Então, Neuman diz, "tudo o que o pai traidor pode fazer é explicar, com honestidade, integridade e tristeza genuína, que [ele ou ela] cometeu um erro terrível e que estão trabalhando para corrigir o que o levou a esse erro. " Para a criança, é uma mensagem tranquilizadora de que às vezes pessoas boas cometem erros e fazem coisas ruins.

Os filhos podem temer que o vínculo com os pais seja rompido. O cônjuge traído deve explicar que seu relacionamento pai-filho é separado daquele entre os adultos. Se vocês decidirem ficar juntos, mostre a eles que vocês dois estão tentando resolver isso.

8. E nossos amigos? Devemos contar a eles? Sempre que você compartilhar isso, pergunte-se: Por que você está contando para essa pessoa?

“Você está contando porque quer machucar, humilhar, envergonhar seu parceiro? Ou é para obter apoio? ” Solomon pergunta.

Se sua motivação é vingança, feche os lábios. Vocês podem voltar a ficar juntos e então terão algumas explicações a dar.

Se você se divorciar, seu ex provavelmente estará nas festas de aniversário de seus filhos e nos eventos da escola, e seus filhos saberão de fofocas ou hostilidade.

Em casos extremos, uma abordagem de terra arrasada pode forçá-lo a se mudar, tornando as trocas de custódia mais difíceis do que precisam ser.

Claro, você precisa de suporte! Portanto, escolha amigos calados que entendam o que está em jogo. Chame um terapeuta, converse com o clero, conte para o seu advogado se for preciso (embora, a US $ 400 a hora, isso vá ficar caro).

Para todos os outros, “nos distanciamos” será o suficiente. Você se sentirá melhor mais tarde e saberá que fez a coisa certa.

9. Como posso saber se ele fez sexo seguro? Você não.

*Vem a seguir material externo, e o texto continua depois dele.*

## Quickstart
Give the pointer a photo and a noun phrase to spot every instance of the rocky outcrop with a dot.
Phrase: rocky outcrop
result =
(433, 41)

Não importa o que ele diga, você não pode ter certeza. E algumas doenças, como verrugas venéreas e herpes, podem contornar o preservativo. Portanto, não durma com ele – ou, pelo menos slim4vit, use proteção – até que ele seja testado.

“Quão humilhante e tolo seria se colocar em um lugar insalubre?” Neuman pergunta. “Se ele não tivesse sexo seguro … ele estava cometendo erros tremendos que poderiam ter matado vocês dois. ”

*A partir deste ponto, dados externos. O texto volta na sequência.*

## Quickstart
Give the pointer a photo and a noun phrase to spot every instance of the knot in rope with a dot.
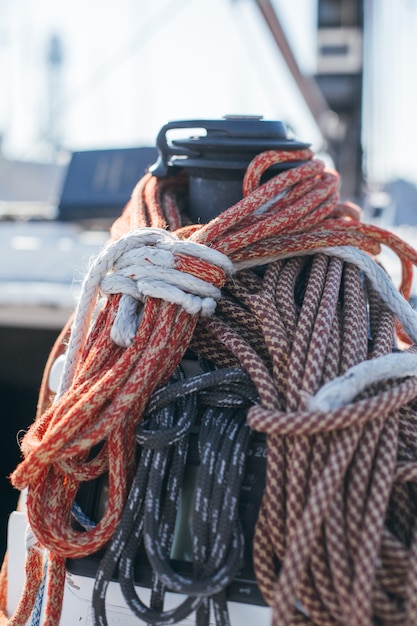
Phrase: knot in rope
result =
(153, 262)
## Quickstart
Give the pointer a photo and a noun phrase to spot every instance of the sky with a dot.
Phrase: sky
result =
(130, 66)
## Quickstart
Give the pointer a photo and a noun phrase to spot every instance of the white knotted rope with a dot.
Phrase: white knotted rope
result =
(342, 390)
(140, 264)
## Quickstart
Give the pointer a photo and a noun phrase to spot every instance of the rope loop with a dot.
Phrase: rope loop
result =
(153, 262)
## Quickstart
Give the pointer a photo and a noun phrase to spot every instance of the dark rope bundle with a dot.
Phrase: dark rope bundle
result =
(215, 403)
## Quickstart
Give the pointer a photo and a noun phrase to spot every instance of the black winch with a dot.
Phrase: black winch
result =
(216, 155)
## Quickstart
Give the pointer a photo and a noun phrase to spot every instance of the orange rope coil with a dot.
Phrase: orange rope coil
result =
(339, 504)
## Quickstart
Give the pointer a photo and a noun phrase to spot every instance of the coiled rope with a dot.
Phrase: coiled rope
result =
(217, 401)
(339, 504)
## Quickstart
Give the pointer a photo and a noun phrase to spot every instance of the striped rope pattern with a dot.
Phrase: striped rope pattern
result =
(339, 502)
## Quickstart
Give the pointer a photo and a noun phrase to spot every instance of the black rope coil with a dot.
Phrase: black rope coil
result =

Isso só mostra como ele estava perdido e quanto aconselhamento é necessário, diz ele. E se ele recusar um teste, então sua resposta à pergunta 1 é um grande e gordo “não. ”

10. Quais são os meus direitos se meu marido estiver me traindo? – Você tem o direito de ficar com raiva. Você não tem o direito de transformar essa raiva em uma vida de amargura. – Você tem o direito de se divorciar. Você não tem o direito de mover as crianças sem ação legal. – Você tem o direito de exigir aconselhamento. Você também tem o direito de sair se ele se recusar. – Você tem o direito de fazer perguntas básicas. Você também tem o direito de fazer perguntas detalhadas sobre especificidades sexuais, posições, sons ou técnicas, mas fazê-las pode iniciar uma toca de coelho de obsessão. – Você tem o direito de receber respostas diretas e honestas, mas tome cuidado para não fazer uma pergunta para a qual não deseja ouvir a resposta. – Você tem o direito de saber que estava certo sobre isso o tempo todo, principalmente se ele fez você se sentir paranóica por suspeitar.